First Post, Thoughts of the Day

This is my first attempt in the Blog world, and what I will attempt to do is to provide some thoughtful commentary on the world of sports. I'll try not to be partisan (there are enough chat rooms and message boards about anyone's favorite team) or the opposite (I'm not enough Yankee haters, but if you ever listen to WFAN in New York, you'll come to feel that the world is made up of two types of people, Yankee fans and Yankee haters). With that out of the way, here are some thoughts of the day.

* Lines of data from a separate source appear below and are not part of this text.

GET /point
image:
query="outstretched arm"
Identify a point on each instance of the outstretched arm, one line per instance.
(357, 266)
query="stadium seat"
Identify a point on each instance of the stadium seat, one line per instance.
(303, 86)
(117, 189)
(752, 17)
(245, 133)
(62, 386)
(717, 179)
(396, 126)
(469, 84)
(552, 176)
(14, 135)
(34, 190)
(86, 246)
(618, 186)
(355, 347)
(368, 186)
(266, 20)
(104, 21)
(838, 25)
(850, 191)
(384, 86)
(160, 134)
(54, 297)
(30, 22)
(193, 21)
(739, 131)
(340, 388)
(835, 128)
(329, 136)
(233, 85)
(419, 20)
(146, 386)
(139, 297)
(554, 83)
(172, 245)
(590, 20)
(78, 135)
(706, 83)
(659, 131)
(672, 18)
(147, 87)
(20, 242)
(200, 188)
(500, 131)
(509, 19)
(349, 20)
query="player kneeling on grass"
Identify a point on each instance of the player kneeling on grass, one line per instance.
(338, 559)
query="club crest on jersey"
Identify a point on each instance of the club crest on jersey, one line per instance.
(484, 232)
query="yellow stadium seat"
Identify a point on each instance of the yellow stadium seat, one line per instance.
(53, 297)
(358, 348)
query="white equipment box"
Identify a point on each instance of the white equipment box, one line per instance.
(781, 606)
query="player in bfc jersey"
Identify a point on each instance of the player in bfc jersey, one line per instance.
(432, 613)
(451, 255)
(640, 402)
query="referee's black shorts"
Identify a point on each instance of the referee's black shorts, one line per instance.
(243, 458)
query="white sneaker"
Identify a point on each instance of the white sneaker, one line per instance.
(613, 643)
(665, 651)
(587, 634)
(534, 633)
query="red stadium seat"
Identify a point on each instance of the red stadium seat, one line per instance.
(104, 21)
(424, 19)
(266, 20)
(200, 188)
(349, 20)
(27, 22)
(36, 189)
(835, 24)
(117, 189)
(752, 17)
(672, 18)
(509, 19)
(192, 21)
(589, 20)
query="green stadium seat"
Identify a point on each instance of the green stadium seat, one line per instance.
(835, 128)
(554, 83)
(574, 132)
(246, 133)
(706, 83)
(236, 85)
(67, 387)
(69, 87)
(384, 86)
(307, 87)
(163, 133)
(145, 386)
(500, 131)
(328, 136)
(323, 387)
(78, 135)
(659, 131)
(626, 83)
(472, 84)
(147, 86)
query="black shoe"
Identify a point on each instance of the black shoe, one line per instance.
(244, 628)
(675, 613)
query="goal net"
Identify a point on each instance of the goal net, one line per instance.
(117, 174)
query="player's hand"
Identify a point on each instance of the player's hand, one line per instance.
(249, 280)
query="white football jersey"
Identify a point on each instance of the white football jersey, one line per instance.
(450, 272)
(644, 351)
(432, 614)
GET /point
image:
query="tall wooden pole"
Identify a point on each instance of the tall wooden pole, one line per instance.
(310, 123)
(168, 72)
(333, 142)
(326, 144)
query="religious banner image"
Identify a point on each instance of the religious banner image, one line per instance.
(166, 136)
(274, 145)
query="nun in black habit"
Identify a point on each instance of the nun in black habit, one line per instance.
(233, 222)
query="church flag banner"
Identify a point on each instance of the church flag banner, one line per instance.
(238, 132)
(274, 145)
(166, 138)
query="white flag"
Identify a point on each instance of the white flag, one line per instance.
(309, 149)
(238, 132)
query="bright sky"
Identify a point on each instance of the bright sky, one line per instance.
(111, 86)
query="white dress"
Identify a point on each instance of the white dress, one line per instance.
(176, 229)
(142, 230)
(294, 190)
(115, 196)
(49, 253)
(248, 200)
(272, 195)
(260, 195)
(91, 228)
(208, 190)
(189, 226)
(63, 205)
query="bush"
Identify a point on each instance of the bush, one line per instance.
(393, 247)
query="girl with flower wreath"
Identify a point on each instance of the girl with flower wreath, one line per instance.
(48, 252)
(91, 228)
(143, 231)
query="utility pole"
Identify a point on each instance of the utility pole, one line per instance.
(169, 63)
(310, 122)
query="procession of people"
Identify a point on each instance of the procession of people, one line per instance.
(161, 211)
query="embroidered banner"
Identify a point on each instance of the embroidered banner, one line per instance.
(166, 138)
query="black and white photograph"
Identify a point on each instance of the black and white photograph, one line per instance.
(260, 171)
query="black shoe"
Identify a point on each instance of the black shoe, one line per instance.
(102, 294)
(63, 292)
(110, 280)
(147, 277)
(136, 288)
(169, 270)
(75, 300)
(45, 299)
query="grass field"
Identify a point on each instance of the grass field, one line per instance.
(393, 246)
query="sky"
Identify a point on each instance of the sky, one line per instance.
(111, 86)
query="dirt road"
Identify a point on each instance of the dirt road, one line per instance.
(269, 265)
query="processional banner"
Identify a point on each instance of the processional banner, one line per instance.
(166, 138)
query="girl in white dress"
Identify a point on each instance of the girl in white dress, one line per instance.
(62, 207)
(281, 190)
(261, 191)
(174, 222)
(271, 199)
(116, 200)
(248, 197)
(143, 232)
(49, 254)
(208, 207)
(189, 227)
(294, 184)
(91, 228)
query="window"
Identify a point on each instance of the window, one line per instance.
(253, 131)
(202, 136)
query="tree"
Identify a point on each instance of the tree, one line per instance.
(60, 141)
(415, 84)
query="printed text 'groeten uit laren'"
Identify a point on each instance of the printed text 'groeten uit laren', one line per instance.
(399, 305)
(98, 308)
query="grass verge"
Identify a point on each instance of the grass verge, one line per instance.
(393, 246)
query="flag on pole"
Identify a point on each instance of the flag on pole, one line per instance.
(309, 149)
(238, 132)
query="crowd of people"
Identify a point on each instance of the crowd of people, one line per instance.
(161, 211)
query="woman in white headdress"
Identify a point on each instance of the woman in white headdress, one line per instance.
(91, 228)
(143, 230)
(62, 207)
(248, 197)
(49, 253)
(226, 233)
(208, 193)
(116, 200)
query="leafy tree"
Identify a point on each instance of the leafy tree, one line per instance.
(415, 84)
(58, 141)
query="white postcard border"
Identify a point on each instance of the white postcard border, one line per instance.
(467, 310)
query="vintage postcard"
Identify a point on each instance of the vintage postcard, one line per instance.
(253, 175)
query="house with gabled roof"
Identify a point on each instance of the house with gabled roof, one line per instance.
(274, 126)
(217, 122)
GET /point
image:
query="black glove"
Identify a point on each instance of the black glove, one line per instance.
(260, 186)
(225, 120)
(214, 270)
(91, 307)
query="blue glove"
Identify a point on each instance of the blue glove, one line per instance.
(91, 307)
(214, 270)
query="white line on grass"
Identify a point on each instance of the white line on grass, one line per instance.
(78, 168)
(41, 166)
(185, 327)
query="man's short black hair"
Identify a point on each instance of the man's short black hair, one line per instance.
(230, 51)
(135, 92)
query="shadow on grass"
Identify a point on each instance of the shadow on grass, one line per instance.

First, college lacrosse. It's May, it's time for the Division I playoffs, and, well, this could be the one sport that few know about that more should know about. SportsProf caught most of the Syracuse-Georgetown game, the last Round of 8 playoff game to determine who would join top-seeded Johns Hopkins, second-seeded Navy and sixth-seed Princeton in the Final Four to be played next weekend in Baltimore. (For the uninitiated, the three top lacrosse hotbeds in the country -- at least for men -- are the Central Valley of New York State (near Syracuse), Long Island, and Baltimore. In any event, what ensued at Cornell's Schoelkopf Field (and my apologies to Big Red alumni and relates of the person or family after whom the stadium is named for any misspellings) was a great game, with Syracuse winning 8-7 on a goal with about 5 seconds left in the game. There was great drama in this contest (as, I am sure, the one before it, where Navy eked out a 6-5 win over host Cornell), great play by one of the game's all-time best players (Syracuse's Mike Powell), and a clutch play by a team who is now going to its 22nd consecutive Final Four (Syracuse). It certainly beat watching most of the other sports that were featured on TV today.

The Final Four next weekend has a ton of drama and lots of great stories. Top-seeded Johns Hopkins waxed the Syracuse team 17-5 early in the season, and this season hasn't been the Orange's best (but, even so, the Orange were one of the top four seeds). The second-seeded Naval Academy is bucking for a championship when the country is at war, when many grads will end up in action overseas in a matter of months. Sixth-seeded Princeton has won 6 national titles since 1992 under coach Bill Tierney, who put the Tigers on the map with an unlikely upset of Syracuse at the 1992 national title game at Penn's Franklin Field in 1992. And then there is Syracuse, with now it's 22nd consecutive trip to the national semifinals. Okay, so it isn't as though there are as many Division I lacrosse programs as there are Division I basketball programs, but 22 straight final fours is impressive, even in NAIA Division II tiddlywinks. Check out the action next weekend -- and become a fan if you aren't already.